The system for micro-expression fitting based on displacement compensation further comprises a displacement compensation unit 350 for compensating the emotion feature points of the emotion image obtained in the deflection state to obtain compensated emotion feature points. So that more accurate facial micro-feature vectors can be obtained in the subsequent facial motion acquisition unit 400.

Fig. 8 shows a specific configuration of the displacement compensation unit 350. The displacement compensation unit 350 may include a head posture resolving unit 351, a displacement estimating unit 353, and a feature point compensating unit 355. Fig. 9 is a schematic structural diagram of a displacement estimation neural network.

The head posture resolving unit 351 obtains a head posture from the emotional feature points. Among them, the head pose calculation unit 351 may be implemented as software, hardware, or a combination of software and hardware. For example, the head pose calculating unit 351 may employ a method of software such as a head pose transformation matrix least squares estimation method, a 3D convolutional neural network estimation method, a cyclic neural network estimation method, a codec neural network estimation method, and the like. In this case, the input parameter of the head posture calculation unit 351 is a facial feature point (for example, an emotional feature point of an emotional image), and the output result is a rotation angle of the head about the X, Y, and Z axes. For example, the head attitude calculation unit 351 may adopt a hardware method of the 3-axis attitude sensor calculation method. In this case, the head posture resolving unit may obtain the rotation angles of the head about the X-axis, the Y-axis, and the Z-axis from the output parameters of the 3-axis posture sensor.

The displacement estimation unit 353 obtains a displacement compensation value of the feature point according to the head posture. Referring to fig. 9, the displacement estimation unit 353 obtains the displacement compensation value of the feature point using the displacement estimation neural network in performing the step of obtaining the displacement compensation value of the feature point based on the head posture. The displacement estimation neural network includes: the input layer comprises three neurons, and input parameters of the input layer respectively correspond to the rotation angles of the head around an X axis, a Y axis and a Z axis; the first hidden layer selects a hyperbolic tangent function (tanh) as an activation function, and compresses an input value to a preset range, so that the data is further processed more stably, and the problem of non-zero averaging does not exist; the second hidden layer selects an exponential linear function (ELU) as an activation function of the network model, so that the convergence rate of the network is higher, and the problem of neuron necrosis is avoided; and an output layer, which selects a logistic regression model (softmax) as an activation function of the network and outputs the displacement compensation values of the feature points corresponding to the emotion feature points, wherein the logistic regression model is good at solving the problem of multi-classification, so that the output of the displacement compensation values of the feature points is realized, for example, the compensation values of the network model consisting of 26 neurons and corresponding to 13 feature points of the face in the horizontal direction and the vertical direction. In an embodiment, the predetermined range may be [ -1,1 ]. In an embodiment, the displacement compensation value of the feature point output by the displacement estimation unit 353 may select a face reference point as the reference point. The offset values of the feature points with respect to the face reference points are output.

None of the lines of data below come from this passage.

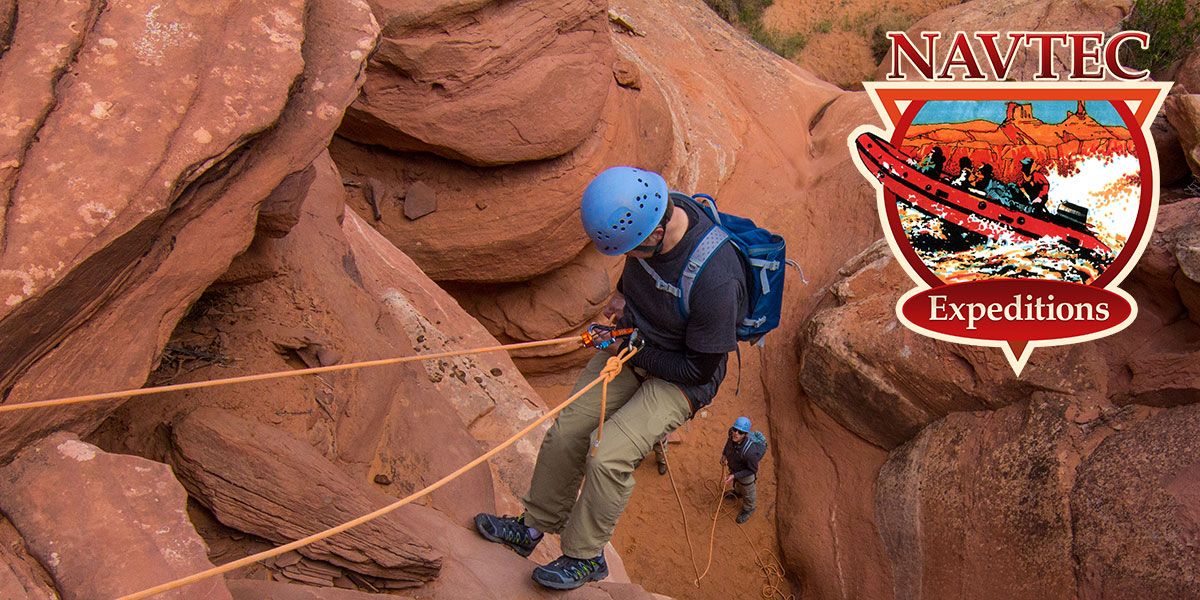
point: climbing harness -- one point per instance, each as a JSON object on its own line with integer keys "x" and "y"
{"x": 610, "y": 372}
{"x": 601, "y": 336}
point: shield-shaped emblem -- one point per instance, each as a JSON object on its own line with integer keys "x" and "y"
{"x": 1017, "y": 209}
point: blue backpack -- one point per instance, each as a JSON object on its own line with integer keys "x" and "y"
{"x": 761, "y": 251}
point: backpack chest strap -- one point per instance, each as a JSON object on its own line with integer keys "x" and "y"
{"x": 699, "y": 258}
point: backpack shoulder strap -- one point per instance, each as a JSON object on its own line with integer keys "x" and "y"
{"x": 658, "y": 281}
{"x": 696, "y": 262}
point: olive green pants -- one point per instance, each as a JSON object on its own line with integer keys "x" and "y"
{"x": 637, "y": 415}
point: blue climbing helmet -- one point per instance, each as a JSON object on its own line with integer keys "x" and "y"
{"x": 622, "y": 207}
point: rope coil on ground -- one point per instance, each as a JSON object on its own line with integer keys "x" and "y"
{"x": 611, "y": 370}
{"x": 773, "y": 571}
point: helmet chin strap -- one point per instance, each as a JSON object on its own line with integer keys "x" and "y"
{"x": 653, "y": 250}
{"x": 657, "y": 249}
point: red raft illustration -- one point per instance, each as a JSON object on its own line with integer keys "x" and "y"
{"x": 971, "y": 210}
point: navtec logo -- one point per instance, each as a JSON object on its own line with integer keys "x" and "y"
{"x": 1017, "y": 208}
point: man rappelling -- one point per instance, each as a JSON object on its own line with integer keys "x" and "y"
{"x": 678, "y": 370}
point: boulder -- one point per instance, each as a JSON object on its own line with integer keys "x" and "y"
{"x": 973, "y": 505}
{"x": 22, "y": 577}
{"x": 132, "y": 533}
{"x": 303, "y": 300}
{"x": 486, "y": 391}
{"x": 485, "y": 83}
{"x": 558, "y": 304}
{"x": 141, "y": 150}
{"x": 1007, "y": 16}
{"x": 1187, "y": 77}
{"x": 1183, "y": 113}
{"x": 885, "y": 382}
{"x": 510, "y": 223}
{"x": 1135, "y": 511}
{"x": 259, "y": 589}
{"x": 1173, "y": 163}
{"x": 237, "y": 469}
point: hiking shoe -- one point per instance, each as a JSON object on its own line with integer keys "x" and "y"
{"x": 508, "y": 531}
{"x": 567, "y": 573}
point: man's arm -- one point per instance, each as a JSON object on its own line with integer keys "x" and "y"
{"x": 684, "y": 369}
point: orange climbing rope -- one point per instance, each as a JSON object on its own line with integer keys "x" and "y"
{"x": 687, "y": 531}
{"x": 609, "y": 373}
{"x": 277, "y": 375}
{"x": 712, "y": 533}
{"x": 772, "y": 571}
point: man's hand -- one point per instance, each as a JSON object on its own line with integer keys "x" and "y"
{"x": 616, "y": 309}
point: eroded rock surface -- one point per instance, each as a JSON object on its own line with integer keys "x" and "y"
{"x": 257, "y": 479}
{"x": 485, "y": 83}
{"x": 102, "y": 525}
{"x": 132, "y": 165}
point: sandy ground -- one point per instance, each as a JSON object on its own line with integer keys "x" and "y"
{"x": 649, "y": 535}
{"x": 840, "y": 33}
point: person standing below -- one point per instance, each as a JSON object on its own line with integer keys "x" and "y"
{"x": 675, "y": 373}
{"x": 743, "y": 450}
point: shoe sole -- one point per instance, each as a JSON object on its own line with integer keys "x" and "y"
{"x": 519, "y": 550}
{"x": 558, "y": 586}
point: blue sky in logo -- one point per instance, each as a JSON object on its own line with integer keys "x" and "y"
{"x": 1048, "y": 111}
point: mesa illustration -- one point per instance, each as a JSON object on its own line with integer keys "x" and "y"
{"x": 1029, "y": 190}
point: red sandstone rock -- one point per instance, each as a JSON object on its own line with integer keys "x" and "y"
{"x": 485, "y": 83}
{"x": 103, "y": 525}
{"x": 1173, "y": 165}
{"x": 555, "y": 305}
{"x": 309, "y": 300}
{"x": 160, "y": 96}
{"x": 259, "y": 480}
{"x": 1006, "y": 16}
{"x": 510, "y": 223}
{"x": 1183, "y": 113}
{"x": 973, "y": 505}
{"x": 22, "y": 577}
{"x": 1135, "y": 511}
{"x": 486, "y": 391}
{"x": 244, "y": 479}
{"x": 281, "y": 210}
{"x": 253, "y": 589}
{"x": 885, "y": 382}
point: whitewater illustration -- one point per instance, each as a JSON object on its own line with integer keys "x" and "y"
{"x": 1041, "y": 190}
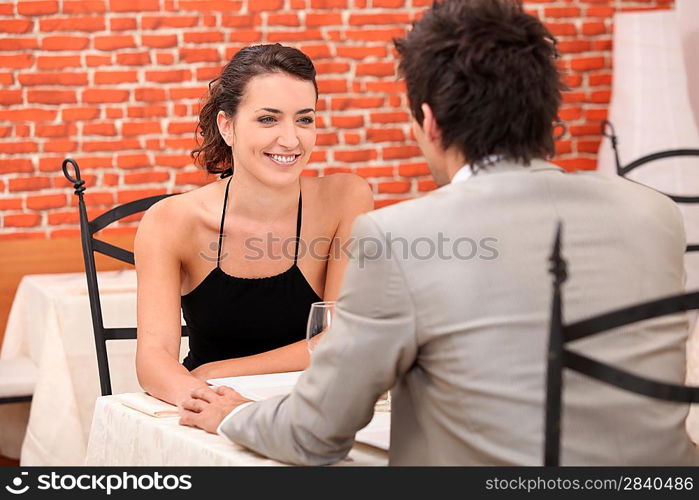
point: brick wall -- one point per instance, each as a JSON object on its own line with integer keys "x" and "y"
{"x": 117, "y": 84}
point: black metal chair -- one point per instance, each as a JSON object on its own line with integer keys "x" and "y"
{"x": 608, "y": 132}
{"x": 559, "y": 357}
{"x": 90, "y": 245}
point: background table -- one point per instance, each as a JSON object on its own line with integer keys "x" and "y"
{"x": 122, "y": 436}
{"x": 50, "y": 322}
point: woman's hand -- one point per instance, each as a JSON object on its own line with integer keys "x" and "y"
{"x": 205, "y": 371}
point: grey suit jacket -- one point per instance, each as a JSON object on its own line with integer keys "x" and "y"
{"x": 459, "y": 333}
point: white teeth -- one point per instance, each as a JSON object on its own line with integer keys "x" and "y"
{"x": 283, "y": 159}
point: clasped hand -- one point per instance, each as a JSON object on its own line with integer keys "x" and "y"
{"x": 207, "y": 407}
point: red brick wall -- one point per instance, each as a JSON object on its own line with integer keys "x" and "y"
{"x": 116, "y": 84}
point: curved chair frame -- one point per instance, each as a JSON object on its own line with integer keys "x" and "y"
{"x": 608, "y": 132}
{"x": 90, "y": 245}
{"x": 559, "y": 357}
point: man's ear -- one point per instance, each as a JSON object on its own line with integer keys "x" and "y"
{"x": 429, "y": 123}
{"x": 225, "y": 127}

The feature point compensation unit 355 compensates the emotional feature points according to the displacement compensation value to obtain compensated emotional feature points. For example, the feature point compensating unit 355 may be configured to perform the following steps: taking the intersection point of the connecting line of the inner canthus of the two eyes and the perpendicular line of the nasal tip as a facial reference point; calculating a horizontal pixel difference and a vertical pixel difference of each feature point and the face reference point; and compensating the horizontal pixel difference and the vertical pixel difference of each feature point according to the corresponding displacement compensation value to obtain the compensated emotion feature point.

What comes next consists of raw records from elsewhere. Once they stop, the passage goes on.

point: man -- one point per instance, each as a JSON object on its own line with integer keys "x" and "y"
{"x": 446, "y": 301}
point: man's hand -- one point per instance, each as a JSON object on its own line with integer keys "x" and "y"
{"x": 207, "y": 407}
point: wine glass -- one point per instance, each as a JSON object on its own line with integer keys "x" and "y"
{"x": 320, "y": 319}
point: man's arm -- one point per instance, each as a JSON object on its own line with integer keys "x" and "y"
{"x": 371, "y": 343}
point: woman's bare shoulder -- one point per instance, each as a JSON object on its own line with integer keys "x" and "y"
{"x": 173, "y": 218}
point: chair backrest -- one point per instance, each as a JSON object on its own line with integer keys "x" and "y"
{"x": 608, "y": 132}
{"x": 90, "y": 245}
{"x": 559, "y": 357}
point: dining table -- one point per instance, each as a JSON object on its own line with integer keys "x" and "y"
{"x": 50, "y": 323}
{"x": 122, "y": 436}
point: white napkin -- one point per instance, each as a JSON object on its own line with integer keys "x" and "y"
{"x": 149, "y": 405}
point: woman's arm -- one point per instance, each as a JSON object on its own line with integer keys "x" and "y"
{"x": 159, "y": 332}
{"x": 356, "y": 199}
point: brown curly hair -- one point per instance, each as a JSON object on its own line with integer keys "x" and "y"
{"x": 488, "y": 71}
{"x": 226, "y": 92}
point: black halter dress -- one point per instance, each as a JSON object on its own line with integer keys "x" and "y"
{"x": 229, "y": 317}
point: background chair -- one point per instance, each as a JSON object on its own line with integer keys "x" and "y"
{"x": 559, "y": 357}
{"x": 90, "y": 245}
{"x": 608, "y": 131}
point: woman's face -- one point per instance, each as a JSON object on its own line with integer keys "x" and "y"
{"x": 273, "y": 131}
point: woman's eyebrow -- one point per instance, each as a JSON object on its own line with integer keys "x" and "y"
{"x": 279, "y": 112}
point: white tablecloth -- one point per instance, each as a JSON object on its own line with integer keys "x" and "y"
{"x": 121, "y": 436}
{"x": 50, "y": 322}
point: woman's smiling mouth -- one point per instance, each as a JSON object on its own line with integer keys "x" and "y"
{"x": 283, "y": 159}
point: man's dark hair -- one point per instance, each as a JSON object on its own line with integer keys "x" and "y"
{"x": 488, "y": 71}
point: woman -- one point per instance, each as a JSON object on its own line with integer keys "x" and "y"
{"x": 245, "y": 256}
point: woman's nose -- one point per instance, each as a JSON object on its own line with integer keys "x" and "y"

Referring back to fig. 7, the face motion acquisition unit 400 calculates a face micro feature vector from the position information of the reference feature point and the position information of the compensated emotion feature point, and outputs the face micro feature vector satisfying a predetermined threshold to the emotion recognition unit 500 as a face motion unit.

In an embodiment, the method further comprises the step of training the displacement estimation neural network by facial pose samples. In the training process, firstly, a face posture sample is constructed, wherein the face posture sample comprises the rotation angles of the head around an X axis, a Y axis and a Z axis and a characteristic point offset value corresponding to the rotation angles, the characteristic point offset value refers to the offset corresponding to the rotation angles measured in advance, and can be stored in the face posture sample in the form of a lookup table. Second, the displacement estimation neural network is constructed to have the structure described above. Then, training the displacement estimation neural network through the face posture sample, randomly distributing the weight coefficient of each layer during the first iteration, and comparing the displacement compensation value of the feature point output by the output layer with the corresponding feature point deviation value. Then, the connection weight coefficient between each neuron is adjusted according to the comparison result, and then the next iteration is carried out.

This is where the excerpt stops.